During his meetings with PA officials, Mizrahi was asked to allow Jewish
Israelis to enter Jenin, which has seen a dramatic drop in terrorism
since Israel, the PA, the US and the Middle East Quartet began a project
called the “Jenin Model,” under which Israel scaled back its military
operations there and PA security forces took over.
Jenin was once the West Bank’s “terror capital.” At least 28 suicide
bombers were dispatched from the city from 2000-2003.
From April 1-11, 2002, during Operation Defensive Shield, 23 IDF
soldiers were killed and 52 were wounded in the city during fighting
with Palestinian gunmen.
Around 52 Palestinians were killed, mostly gunmen, despite false claims
of a massacre.
Jewish Israelis have not been allowed into Palestinian cities since the
outbreak of the second intifada in 2000, and every week a number of
Israelis are escorted out by PA security forces after, in most cases
after getting lost and accidentally entering.
Under the Jenin Model, the IDF has allowed Israeli Arabs into West Bank
cities on weekends, and every Friday hundreds of cars with yellow
Israeli license plates cross over to shop in Palestinian markets.
Under consideration for entry by Jewish Israelis are Jenin, Jericho and
Bethlehem, which are relatively quiet in terms of terror activity.

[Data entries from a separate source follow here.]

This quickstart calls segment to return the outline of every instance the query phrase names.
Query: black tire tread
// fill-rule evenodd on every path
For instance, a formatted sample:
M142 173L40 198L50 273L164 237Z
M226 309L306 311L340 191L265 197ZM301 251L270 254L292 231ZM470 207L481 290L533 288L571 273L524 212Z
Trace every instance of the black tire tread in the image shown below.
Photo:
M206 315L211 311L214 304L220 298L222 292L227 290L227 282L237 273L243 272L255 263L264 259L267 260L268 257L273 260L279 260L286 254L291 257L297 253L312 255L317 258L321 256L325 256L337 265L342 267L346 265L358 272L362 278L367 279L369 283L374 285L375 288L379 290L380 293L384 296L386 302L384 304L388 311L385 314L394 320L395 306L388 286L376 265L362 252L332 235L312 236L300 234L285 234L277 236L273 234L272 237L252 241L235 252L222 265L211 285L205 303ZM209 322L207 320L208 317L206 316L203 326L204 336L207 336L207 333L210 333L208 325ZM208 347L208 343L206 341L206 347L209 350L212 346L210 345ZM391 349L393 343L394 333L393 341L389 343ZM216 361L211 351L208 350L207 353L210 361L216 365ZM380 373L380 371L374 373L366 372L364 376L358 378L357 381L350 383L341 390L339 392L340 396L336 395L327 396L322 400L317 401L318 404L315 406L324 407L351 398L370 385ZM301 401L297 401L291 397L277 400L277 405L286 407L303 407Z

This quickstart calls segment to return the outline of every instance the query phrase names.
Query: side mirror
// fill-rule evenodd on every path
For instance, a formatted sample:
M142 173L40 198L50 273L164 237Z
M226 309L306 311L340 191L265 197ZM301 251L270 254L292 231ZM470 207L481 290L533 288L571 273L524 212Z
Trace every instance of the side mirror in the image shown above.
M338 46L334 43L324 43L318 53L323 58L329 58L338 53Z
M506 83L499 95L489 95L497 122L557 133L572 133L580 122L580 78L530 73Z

A senior IDF officer told the Post that such a move could be made in the
future, to build confidence between the sides.
“This is possible and something to consider,” the officer told the Post.
“While there is no guarantee that nothing will happen, these cities are
relatively safe and the Palestinians have an interest in proving to us
that terrorism is not an option.”
In June, Mizrahi gave permission to begin allowing Israeli tour guides
into Bethlehem, for the first time since 2000. The move was intended to
contribute to the Palestinian and Israeli economies, and to promote
tourism to the region.
In addition, the army will enable tour groups to go directly to
Bethlehem from Jerusalem, without the need to switch guides.